Tyle, że ja dość mocno jebię tą osobę i na każdym kroku wykazuję teraz niekompetencję, brak logicznego myślenia. Nie jest to trudne - bo ta osoba tytanem intelektu nie jest, a do mistrza mowy polskiej dużo mu brakuje.
Też nie ma ze mną łatwo...

Odpowiedz
mokato 2010-03-07 o godz. 15:56
0

Siedzę i analizuję każde słowo przeze mnie wypowiedziane. Wiem, że mam czyste sumienie i mogą mnie podłączyć po wykrywacz kłamstw ;)
Nie ufam już nikomu bo wszyscy pięknie sie uśmiechają a jak sie odwrócę to nóż w plecy
Dzięki dziewczyny, trzymajcie kciuki żeby wszystko się wyjaśniło.

Odpowiedz
awangarda w stylu retro 2010-03-07 o godz. 15:50
0

u mnie tez i z grubej rury . ale bylo minelo ;)

mokato przygotuj sie do tej konfrontacji bardzo porzadnie.
i zabezpiecz swoje dwody.
zeby sie raptem nie okazlo, ze inni maja racje

Odpowiedz
mokato 2010-03-07 o godz. 15:45
0

No u mnie probelm wygląda tak, że ten "ktoś życzliwy" zaczął od dyrekcji
Byłam na rozmowie u kierowniczki i wtedy dowiedzialam się o zarzucie. Od razu stwierdziłam, że chce konfrontacji oraz dowodów, no i teraz czekam na to co zrobi dyrektor. Ta sytuacja może zaważyć na przedlużeniu mi umowy. Ewidentnie "ktoś" chce się mnie pozbyć...

Odpowiedz
awangarda w stylu retro 2010-03-07 o godz. 15:35
0

ja tak straciłam swoja "ulubiona" prace w hotelu.

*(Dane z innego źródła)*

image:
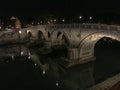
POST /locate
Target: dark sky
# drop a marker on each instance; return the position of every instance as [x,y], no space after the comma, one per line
[59,7]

za co teraz jestem koleżankom wdzieczna

Odpowiedz
Gość 2010-03-07 o godz. 15:31
0

oj tak, tak. mialam chamaibydle w robocie przez rok. doprowadzal mnie do lez. po robocie szlam do samochodu i buchalam 15 minut zanim bylam w stanie prowadzic. chodzialm zla jak osa, na mysl o robocie dosawalam piany na ustach. chamibydle byl dokladnie taki jak piszesz: jak cos zawalil zwalal na innych, musial wszystko wiedziec i wszedzie wrzucic swoje trzy grosze, szpiegowal wspolpracowanikow, donosil ile wlezie. pierwszy raz trafilam na osobe, ktora prawie fizycznie nienawidzialam. najpierw myslalam, ze sama to zalatwie, ale potem nei bylo innej rady i musialam w sprawe wlaczyc szefa. badzo nie milo wspominam tamte czasy. na szczescie chamaibydle zwolniono. zaczal nam sie wlamywac na konta, robic cuda niewidy w systemie. jak chamibydle, to chamibydle. z takimi bez konfrontacji nei da rady.